Let's start with how, do you get a camera into a refrigerator, or an oven? With sound equipment running? He's using interesting dutch angles, quick-cutting through his lessons, narratives. A moving handheld, props set up, flying through the air with wires and strings, off-camera assistant, the way he approaches the camera, and doesn't simply talk or look into it, dissolve cuts, tricky production design, he had a whole fridge, basically built to look like an actual fridge, with many ingredients inside, this is complicated stuff he's doing here, (And he does direct many of these) he playing with the dimensions of the frame. Who would put a giant mixer in a foreground shot of a low-dutch angle, severe enough to make the windows in the background look practically on a diagonal from perpendicular, all while he's performing and cooking for the camera. He uses the mirror image in the reflection of a bowl to talk to us at an angle,- if Scorsese did this shit in a movie, we'd be studying it frame-by-frame in a textbook, and we probably wouldn't get a cheesecake at the end. This is incredibly skilled directing work. No wonder he's got a Peabody.

Now most chefs, especially celebrity ones, they don't have that secret talent of filmmaking, but it's certainly able to inspire other entertainment techniques combined with food. The numerous food-based reality shows for instance, like Gordon Ramsay's stranglehold on FOX, or the clear best of these reality shows, "Top Chef", which has the Weinsteins behind them, and the same team that created "Project Runway", among others. Alton Brown of course, started in film, but then essentially went into food first, then used the skills of his filmmaking ability, while most of the others celebrity chefs, especially the superstar ones we see on TV much of the time, they went into food first, most of them long before the idea of being famous for being a chef ever would've occurred to them. So for them, this is idea of combining two art forms essentially that couldn't possibly be more different from another, couldn't be more stranger, but this is where these more entertainment-based elaborate and exuberant cooking shows get their influence, and their popularity. They're not exactly equipped for being the traditional instructional viewing, but then again, even with our ability to control our television viewing more than ever, it's no longer the best way of viewing instructional programs.
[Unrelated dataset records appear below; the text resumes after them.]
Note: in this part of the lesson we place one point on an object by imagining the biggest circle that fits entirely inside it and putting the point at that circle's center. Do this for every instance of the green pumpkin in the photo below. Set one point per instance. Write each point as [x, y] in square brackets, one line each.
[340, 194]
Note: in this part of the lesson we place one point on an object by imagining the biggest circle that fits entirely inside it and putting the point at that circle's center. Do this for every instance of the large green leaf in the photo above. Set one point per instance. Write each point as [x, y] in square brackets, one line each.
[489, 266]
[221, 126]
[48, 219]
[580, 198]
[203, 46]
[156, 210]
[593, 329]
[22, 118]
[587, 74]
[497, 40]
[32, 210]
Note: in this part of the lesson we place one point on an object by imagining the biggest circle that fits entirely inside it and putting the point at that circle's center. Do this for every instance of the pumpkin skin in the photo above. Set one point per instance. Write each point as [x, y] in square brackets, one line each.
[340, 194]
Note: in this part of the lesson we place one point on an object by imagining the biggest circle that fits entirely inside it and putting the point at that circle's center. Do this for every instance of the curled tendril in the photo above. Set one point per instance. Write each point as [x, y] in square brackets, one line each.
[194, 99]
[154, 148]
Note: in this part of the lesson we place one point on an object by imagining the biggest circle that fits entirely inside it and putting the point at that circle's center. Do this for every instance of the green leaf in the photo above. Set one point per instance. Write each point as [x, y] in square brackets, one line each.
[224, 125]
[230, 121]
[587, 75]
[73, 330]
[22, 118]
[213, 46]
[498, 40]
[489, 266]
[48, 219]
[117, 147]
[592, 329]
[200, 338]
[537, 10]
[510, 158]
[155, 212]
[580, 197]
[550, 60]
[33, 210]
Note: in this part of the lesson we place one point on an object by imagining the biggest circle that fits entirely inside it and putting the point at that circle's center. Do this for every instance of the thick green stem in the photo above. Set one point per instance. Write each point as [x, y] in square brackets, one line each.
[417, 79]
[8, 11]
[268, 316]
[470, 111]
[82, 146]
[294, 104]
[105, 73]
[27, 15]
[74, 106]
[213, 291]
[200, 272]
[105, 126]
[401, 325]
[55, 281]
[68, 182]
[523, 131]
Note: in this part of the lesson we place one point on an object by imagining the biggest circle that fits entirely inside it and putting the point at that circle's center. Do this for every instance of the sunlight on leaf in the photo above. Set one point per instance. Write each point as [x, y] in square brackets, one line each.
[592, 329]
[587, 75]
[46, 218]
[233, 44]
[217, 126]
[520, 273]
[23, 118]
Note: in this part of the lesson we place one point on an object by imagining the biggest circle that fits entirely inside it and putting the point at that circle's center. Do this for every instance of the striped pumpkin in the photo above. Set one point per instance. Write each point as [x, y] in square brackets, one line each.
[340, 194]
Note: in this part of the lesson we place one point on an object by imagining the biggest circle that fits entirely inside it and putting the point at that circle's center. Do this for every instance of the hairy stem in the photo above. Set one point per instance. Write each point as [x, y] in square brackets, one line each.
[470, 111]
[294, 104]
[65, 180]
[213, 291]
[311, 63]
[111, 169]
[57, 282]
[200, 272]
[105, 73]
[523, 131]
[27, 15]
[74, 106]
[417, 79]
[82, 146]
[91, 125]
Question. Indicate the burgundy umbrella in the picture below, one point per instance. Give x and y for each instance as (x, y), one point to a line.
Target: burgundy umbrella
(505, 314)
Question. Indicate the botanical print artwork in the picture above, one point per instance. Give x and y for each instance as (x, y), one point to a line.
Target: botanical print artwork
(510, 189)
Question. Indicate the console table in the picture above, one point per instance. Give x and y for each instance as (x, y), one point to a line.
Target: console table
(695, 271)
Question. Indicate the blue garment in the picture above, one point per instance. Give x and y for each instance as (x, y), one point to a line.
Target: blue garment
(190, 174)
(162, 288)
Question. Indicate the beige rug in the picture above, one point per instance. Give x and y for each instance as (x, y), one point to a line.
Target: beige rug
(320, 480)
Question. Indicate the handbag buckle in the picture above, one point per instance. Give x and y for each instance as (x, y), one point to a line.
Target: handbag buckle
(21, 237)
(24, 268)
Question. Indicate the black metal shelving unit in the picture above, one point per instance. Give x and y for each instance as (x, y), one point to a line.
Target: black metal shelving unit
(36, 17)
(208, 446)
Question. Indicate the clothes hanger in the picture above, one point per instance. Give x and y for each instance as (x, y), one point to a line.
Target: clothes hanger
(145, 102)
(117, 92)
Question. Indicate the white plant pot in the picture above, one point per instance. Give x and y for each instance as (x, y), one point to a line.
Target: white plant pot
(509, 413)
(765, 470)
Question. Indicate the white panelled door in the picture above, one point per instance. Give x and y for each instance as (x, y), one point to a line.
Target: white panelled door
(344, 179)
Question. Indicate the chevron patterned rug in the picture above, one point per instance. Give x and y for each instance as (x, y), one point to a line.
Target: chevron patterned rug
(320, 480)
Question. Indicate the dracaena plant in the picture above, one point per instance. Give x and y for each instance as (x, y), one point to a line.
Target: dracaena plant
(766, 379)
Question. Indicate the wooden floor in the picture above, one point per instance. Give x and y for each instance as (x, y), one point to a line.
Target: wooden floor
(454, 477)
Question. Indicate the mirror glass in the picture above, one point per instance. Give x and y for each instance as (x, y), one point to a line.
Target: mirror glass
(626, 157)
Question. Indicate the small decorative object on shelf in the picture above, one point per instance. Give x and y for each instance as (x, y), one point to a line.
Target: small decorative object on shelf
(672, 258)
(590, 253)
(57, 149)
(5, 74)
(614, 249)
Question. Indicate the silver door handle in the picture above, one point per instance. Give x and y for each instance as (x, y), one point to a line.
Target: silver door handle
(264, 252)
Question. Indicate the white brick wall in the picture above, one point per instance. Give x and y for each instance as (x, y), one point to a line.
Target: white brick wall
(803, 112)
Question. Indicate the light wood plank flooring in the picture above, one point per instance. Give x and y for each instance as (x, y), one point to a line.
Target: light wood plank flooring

That's Youtube, now. You want to learn quickly how to make, build or create something, and the practicality of Youtube, really trumps television on many especially for cooking shows. You can watch all the instructional shows you can in a row, and still not learn how to cook the thing you need to cook that night. (Or can afford to make; not everybody can afford dry herbs, much less, more exotic ingredients. Still though, that's progression and maybe perhaps better, although I'd still appreciate watching talented people show off their talents, even if it's just for fun, and even if it just for educational purposes. Skillful filmmaking and entertaining can help, but even without all the flash and style, if you can't appreciate seeing somebody using their skill to the utmost abilities, even if it produces something you would never put in your mouth, well, that's simply a lack of cultural and intellectual curiosity than anything else, and that's frankly just scary. We can have preferences and favorites and whatnot, but we should be able to appreciate great talent and skill enough to be intrigued by their secrets and the "How do they do that?". At least to me we should, and a lot of people too. As Janeane Garofalo once said, paraphrasing here, just because I watch the Food Network, all day doesn't mean I'm gonna bake a cake.

She's right, it doesn't. And yet, amazingly whether it's style or substance, instructional or competitive, reality or- well, the other kind of reality I guess, either way, we're still pretty entertained by it.